A tile assembly according to embodiments of the present disclosure, having improved rainproof property, comprises the tiles described above and has all the functions of the tile.

A method of fabricating a tile according to embodiments of the present disclosure can produce tiles having improved rainproof property. The fabricating method comprises: attaching and fixing the photovoltaic cell layer to the back plate to form a flexible photovoltaic cell module; and attaching and fixing the photovoltaic cell module to the concave side surface of the tile body, and making the back plate cover a side of the photovoltaic cell layer away from the tile body. In this way, the number of operations of attaching the flexible layer to the arcuate surface during the fabrication process of the tile can be reduced, thereby reducing the degree of difficulty in fabrication of the tile.
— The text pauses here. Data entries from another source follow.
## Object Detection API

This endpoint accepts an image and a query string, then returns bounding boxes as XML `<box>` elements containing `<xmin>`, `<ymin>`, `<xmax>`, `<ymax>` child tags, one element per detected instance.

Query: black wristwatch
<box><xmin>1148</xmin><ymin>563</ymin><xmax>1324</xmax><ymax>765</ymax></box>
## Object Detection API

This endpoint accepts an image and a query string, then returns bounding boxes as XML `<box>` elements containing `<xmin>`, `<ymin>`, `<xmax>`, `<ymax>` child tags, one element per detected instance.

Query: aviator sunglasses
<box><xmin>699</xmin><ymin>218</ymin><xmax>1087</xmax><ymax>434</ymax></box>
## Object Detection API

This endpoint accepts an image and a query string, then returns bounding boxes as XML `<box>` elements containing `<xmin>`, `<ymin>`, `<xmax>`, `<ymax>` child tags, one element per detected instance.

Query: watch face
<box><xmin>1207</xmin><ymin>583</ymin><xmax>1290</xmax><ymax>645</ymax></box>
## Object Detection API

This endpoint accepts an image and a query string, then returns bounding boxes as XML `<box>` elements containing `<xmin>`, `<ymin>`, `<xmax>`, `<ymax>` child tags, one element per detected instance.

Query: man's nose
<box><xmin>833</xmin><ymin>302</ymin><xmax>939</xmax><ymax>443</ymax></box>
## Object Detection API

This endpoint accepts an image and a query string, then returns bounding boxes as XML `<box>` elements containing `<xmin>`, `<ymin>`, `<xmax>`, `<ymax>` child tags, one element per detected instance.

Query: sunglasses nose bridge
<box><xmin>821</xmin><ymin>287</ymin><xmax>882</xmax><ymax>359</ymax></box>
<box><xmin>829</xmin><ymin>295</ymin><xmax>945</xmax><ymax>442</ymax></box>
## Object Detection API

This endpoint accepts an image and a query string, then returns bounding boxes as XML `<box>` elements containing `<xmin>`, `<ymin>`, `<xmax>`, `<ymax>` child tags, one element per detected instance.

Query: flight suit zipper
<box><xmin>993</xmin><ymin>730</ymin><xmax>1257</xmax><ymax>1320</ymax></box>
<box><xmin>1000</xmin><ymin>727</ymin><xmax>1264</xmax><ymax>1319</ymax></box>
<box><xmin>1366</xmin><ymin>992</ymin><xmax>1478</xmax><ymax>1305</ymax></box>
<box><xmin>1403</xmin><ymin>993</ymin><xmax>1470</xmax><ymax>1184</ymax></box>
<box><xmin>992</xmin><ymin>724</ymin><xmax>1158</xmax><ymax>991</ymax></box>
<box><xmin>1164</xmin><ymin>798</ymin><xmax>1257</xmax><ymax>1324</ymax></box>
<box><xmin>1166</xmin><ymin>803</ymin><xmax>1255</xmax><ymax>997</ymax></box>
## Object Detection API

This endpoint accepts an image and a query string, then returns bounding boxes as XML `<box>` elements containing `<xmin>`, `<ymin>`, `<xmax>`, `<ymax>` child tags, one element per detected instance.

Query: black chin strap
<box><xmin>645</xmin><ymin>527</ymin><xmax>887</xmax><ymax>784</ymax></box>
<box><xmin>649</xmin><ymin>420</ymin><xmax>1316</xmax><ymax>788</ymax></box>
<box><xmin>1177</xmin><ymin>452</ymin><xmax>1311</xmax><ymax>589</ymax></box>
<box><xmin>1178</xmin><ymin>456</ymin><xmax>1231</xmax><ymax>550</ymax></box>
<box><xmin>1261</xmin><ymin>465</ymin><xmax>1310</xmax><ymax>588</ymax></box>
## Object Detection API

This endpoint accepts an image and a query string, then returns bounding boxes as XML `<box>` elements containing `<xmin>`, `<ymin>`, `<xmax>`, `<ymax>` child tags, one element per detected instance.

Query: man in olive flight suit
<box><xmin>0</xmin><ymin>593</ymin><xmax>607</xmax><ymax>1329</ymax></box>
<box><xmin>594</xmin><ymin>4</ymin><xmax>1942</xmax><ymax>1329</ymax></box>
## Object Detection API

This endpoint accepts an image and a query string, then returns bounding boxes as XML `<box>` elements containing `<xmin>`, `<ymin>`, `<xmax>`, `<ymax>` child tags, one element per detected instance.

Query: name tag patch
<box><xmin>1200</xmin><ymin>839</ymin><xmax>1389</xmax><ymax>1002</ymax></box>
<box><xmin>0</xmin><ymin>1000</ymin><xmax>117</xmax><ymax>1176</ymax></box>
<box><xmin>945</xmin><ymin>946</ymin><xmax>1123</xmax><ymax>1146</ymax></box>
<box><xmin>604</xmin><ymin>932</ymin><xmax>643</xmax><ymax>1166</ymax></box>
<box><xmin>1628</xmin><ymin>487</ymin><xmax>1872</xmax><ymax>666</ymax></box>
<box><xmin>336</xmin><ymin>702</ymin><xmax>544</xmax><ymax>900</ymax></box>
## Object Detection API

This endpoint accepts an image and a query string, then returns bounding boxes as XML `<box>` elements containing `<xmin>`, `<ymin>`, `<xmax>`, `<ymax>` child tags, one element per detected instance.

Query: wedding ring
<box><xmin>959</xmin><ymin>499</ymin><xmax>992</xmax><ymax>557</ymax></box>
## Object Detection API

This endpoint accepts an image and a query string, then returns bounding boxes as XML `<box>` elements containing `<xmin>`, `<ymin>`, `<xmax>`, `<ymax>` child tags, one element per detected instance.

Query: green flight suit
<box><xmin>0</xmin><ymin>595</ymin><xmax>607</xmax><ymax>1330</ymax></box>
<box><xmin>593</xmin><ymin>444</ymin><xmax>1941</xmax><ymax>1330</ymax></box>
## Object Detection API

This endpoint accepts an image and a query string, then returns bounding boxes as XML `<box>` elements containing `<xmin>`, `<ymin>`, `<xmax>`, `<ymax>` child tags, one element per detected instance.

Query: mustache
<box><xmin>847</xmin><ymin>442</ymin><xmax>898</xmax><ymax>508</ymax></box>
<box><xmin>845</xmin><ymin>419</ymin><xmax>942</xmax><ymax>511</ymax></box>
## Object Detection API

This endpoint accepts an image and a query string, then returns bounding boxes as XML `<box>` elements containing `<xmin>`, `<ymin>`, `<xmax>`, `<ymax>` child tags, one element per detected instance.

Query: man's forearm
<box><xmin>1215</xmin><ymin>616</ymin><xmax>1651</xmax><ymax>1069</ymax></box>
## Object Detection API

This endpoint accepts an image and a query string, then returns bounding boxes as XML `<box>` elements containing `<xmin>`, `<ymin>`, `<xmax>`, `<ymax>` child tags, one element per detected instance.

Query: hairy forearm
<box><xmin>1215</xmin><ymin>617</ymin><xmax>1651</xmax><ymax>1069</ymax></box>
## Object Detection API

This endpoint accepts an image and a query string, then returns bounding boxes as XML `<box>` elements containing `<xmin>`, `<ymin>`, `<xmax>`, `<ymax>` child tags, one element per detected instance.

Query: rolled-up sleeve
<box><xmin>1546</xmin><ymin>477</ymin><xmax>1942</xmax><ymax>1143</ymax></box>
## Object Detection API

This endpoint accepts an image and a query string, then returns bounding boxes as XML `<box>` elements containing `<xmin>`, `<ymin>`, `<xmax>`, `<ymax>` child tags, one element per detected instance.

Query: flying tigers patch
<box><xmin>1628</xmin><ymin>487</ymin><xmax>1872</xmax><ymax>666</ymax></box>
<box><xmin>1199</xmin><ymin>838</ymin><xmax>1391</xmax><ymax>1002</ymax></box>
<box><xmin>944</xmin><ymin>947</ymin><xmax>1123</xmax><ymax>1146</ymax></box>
A method of fabricating a tile according to embodiments of the present disclosure comprises: forming a drainage groove in the convex side surface of the jacket; and attaching and fixing the convex side surface of the fixing section of the jacket to the concave side surface of the first end of the tile body, so that the mounting section of the jacket protrudes out from the end surface of the first end of the tile body. In this way, the finished tile has a drainage groove, thereby preventing penetration of rainwater beneath the tile so as to improve the rainproof property of the tile.

The above description is merely illustrative of the specific embodiments of the present disclosure, but the scope of protection of the present disclosure is not limited thereto. Any variations or substitutions that can be readily conceived by those skilled in the art within the technical scope disclosed in the present disclosure should be encompassed within the scope of protection of the present disclosure. Therefore, the scope of protection of the present disclosure should be determined by the protection scope of the claims.

INDUSTRIAL APPLICABILITY

As described above, the present disclosure provides a tile, a tile assembly, and a method of fabricating a tile. The tile has a simple structure and low cost, and rainwater entering from a gap between two tiles which are lap-jointed together can be discharged to two sides of the tile under the action of a drainage groove, so that the rainproof property of the tile is improved.

Claims

1. A tile, comprising:

an arc-shaped tile body, wherein the tile body comprises a first end and a second end, and the first end and the second end are two ends of the tile body in a length direction of the tile body; and

an arc-shaped jacket, wherein the jacket comprises a fixing section and a mounting section sequentially disposed in a length direction of the jacket, wherein a convex side surface of the fixing section is attached and fixed to a concave side surface of the first end of the tile body, the mounting section protrudes out from an end surface of the first end of the tile body, a convex side surface of the mounting section can be attached to a concave side surface of a second end of a tile body of another tile, the convex side surface of the jacket is provided thereon with a drainage groove, the drainage groove is located between the fixing section and the mounting section, and the drainage groove extends in a width direction of the jacket.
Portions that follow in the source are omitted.